Business group might meet again in Athens

By Jean Christou

A NEW meeting of Greek and Turkish Cypriot businessmen may take place next month in Athens, it was revealed yesterday.

Representatives from the Greek Cypriot delegation to the Brussels group met President Clerides yesterday to brief him on their contacts at the recent bi-communal businessmen’s meeting in Istanbul.

Constantinos Lordos told journalists after the meeting with Clerides that a new meeting may take place in Athens in February.

The Istanbul meeting, which was held in mid-December, was chaired by US special emissary Richard Holbrooke, and pledged to push forward already established contacts between businessmen on both sides.

However Phanos Epiphaniou, who also attended yesterday’s meeting with Clerides, told the Cyprus Mail that, since Istanbul, they had been unable to do anything concrete because of the negative stance of the Turkish Cypriot side, which has banned all bi-communal contacts.

In Istanbul, the Greek and Turkish Cypriot businessmen had agreed to try and work together to solve water shortages on the island, to launch projects to have their languages taught in each other’s schools, to establish an agreement to have cellular phones work on both sides, and to make efforts to restore historic monuments.
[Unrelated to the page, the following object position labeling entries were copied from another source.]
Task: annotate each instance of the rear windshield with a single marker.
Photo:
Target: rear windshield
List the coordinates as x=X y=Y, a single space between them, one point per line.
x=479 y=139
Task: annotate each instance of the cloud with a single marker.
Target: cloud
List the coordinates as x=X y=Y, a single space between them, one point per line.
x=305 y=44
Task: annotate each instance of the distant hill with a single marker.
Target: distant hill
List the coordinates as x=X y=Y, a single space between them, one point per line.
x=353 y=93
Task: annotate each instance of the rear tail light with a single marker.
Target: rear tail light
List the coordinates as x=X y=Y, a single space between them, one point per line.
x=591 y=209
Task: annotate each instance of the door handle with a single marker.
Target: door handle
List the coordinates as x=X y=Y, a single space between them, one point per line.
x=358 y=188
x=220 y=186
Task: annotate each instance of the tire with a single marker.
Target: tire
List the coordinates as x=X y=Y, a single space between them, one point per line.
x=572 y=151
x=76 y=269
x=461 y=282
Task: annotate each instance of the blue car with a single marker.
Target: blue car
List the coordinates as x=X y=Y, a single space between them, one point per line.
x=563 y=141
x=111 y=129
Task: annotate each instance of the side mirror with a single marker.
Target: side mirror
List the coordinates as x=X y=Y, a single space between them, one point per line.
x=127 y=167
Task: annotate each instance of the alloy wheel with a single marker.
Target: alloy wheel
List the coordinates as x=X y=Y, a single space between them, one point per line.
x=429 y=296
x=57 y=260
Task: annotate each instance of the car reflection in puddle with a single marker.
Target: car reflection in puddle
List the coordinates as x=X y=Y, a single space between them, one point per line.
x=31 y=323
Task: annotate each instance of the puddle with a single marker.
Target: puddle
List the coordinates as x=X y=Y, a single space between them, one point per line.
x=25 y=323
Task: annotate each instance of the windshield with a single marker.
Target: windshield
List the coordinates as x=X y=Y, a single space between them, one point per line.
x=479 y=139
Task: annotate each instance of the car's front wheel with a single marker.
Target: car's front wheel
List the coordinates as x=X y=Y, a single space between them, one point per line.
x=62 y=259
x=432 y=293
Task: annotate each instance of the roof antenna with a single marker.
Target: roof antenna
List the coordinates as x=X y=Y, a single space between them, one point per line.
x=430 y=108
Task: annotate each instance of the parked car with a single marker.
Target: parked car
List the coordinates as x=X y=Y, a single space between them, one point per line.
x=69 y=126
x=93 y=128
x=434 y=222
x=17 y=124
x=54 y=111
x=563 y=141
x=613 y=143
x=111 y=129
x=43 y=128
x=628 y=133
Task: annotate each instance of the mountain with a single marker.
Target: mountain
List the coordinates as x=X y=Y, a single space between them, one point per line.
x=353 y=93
“We briefed the President on the meeting and gave him the statement we prepared there and where we stand now,” Epiphaniou said. “We are not proceeding at the moment due to the restrictions imposed.”

The Nicosia businessman said Clerides fully supported the bi-communal meetings, but had warned the businessmen not to expect too much progress before new efforts on the Cyprus problem bore fruit or before the elections in Turkey in April.

“He advised us that at the moment there is no prospect for progress,” Epiphaniou said. “There has been nothing at all since Istanbul, but we are determined to proceed, irrespective of the difficulties. We believe in these meetings.”

Epiphaniou said progress achieved at the meetings would eventually pay off when rapprochement got under way.

If the February meeting in Athens goes ahead, it will be the fourth meeting of what is known as the Brussels group since it first met in the Belgian capital in November 1997.

The meetings are organised with the help of the International Peace Research Institute in Oslo, Norway, with sponsorship from the American and Norwegian governments.